Türkiye’de ve yurtdışında havacılık alanında edindiği birikim ve tecrübeyi  Türkiye’ye taşıyarak yüzlerce uçak mühendisine dokunan Prof. Dr. Temel Kotil, bugün ‘Gökbey’, ‘Milli Muharip Uçak, ‘Atak Helikopteri’  gibi birçok yerli ve milli projelerle atılım içinde olan TUSAŞ’ın başında ülkemizi havacılık ve uzay alanında dünyada söz sahibi yapacak önemli çalışmalara imza atmaktadır.

 

Havacılık alanında herkesin yakından tanıdığı bir isimle, bir dönem THY Genel Müdürlüğü de yapan ülkemizin en önemli savunma sanayii projelerini yürüten Türk Havacılık ve Uzay Sanayii (TUSAŞ) Genel Müdürü Prof. Dr. Temel Kotil ile bir söyleşi gerçekleştirdik. Temel Kotil Bey ile TUSAŞ’ın Ankara Kahramankazan ilçesinde bulunan genel merkezinde bir araya geldik. Çocukluğunda girip çıkmadığı kapı bırakmayan, kendi tabiriyle zamanını elini kıran işlerle geçiren Kotil, insanlarda dokunma arzusunun teknisyenlik ve mühendisliğe giden yolu açtığını ifade ederken, Türkiye’nin gelişmesi ve zenginleşmesinin de gençlerin bu alana yönelik tercihte bulunmasıyla gerçekleşebileceğine inanıyor. Teknisyenliği bir tutku, bir sanat olarak nitelendiren Prof. Dr. Kotil ile hem gençlere ilham verecek kişisel başarı hikayesini hem de havacılık ve uzay alanına yönelik perspektifini konuşma fırsatımız oldu... TUSAŞ’ın havacılık ve uzay alanında ülkemizi geleceğe taşıyacak projelerini yerinde görmek bizleri gerçekten gururlandırdı.

 

Temel Kotil’in başarı hikayesi, havacılık ve uzay alanında hayalleri olan birçok genç için ilham kaynağı... Bu hikayenin özüne dair bize neler söylersiniz?

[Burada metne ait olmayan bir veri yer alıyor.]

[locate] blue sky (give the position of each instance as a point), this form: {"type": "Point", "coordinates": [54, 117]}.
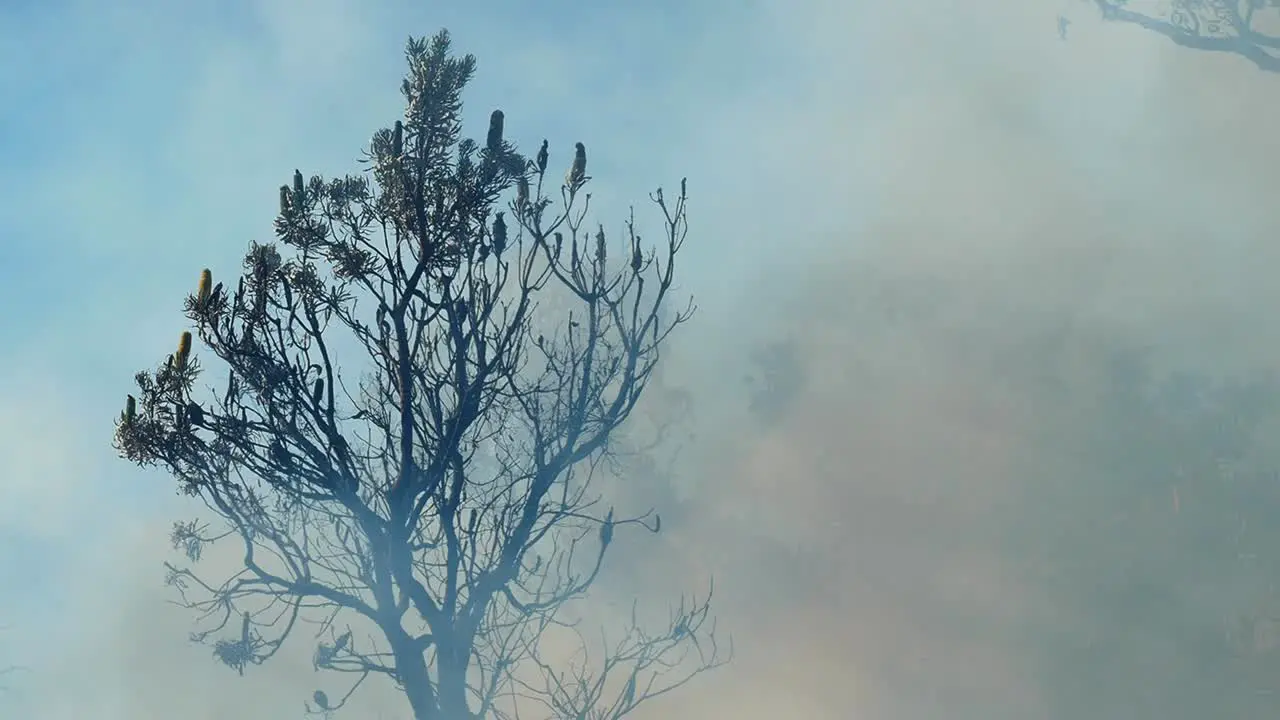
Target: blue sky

Bizim çocukluğumuzda çok vaktimiz vardı. Çocukken araba, ev, harita, resim yapardık. Tabi tüm bunlar insanın elinin kırılmasını sağlıyor. Teknik işlere dokunmak arzusu çocuklukta kazanılıyor. Kişi eline birşeyler alıp yapmıyorsa, dokunma arzusu yaşamıyorsa teknisyen veya mühendis olma şansı yok.

 

Teknik konular, teknisyenlik bir sanattır. Teknik konular mesai mefhumu ile olmaz. Kendinizi kaptırırsınız, akşam uyursunuz rüyanızda görürsünüz; sabah kalkarsınız kahvaltıda bunu düşünürsünüz. Bu, bir şey yapıp dokunma arzusuyla ilgili aslında. Kişide dokunma arzusu yoksa, o alanda yaşama şansı yok. Benim çocukluğum da bu şekilde geçti. Bulunduğum ortam bana bunu sağladı. Girip çıkmadığım kapı kalmadı, eksik kapı bırakmadım bu konuda. Havacılık da hayalleriniz arasında mıydı?

Havacılık hayali birçoğumuzda vardır. 1974 yılındaki Kıbrıs Barış Harekatı herkesi etkilemiştir. O dönemde bir gazetede, Türk Hava Kuvvetleri’ne ait bir hava jetinin bir ‘gasket’i (conta) eksik olduğu için uçamadığını yazmıştı. Tabi tüm bunlar beni de çok etkilemiştir.

 

1980’lerde Türkiye’nin parlak öğrencilerinden biri olarak devletin bursuyla yurtdışında eğitim aldınız...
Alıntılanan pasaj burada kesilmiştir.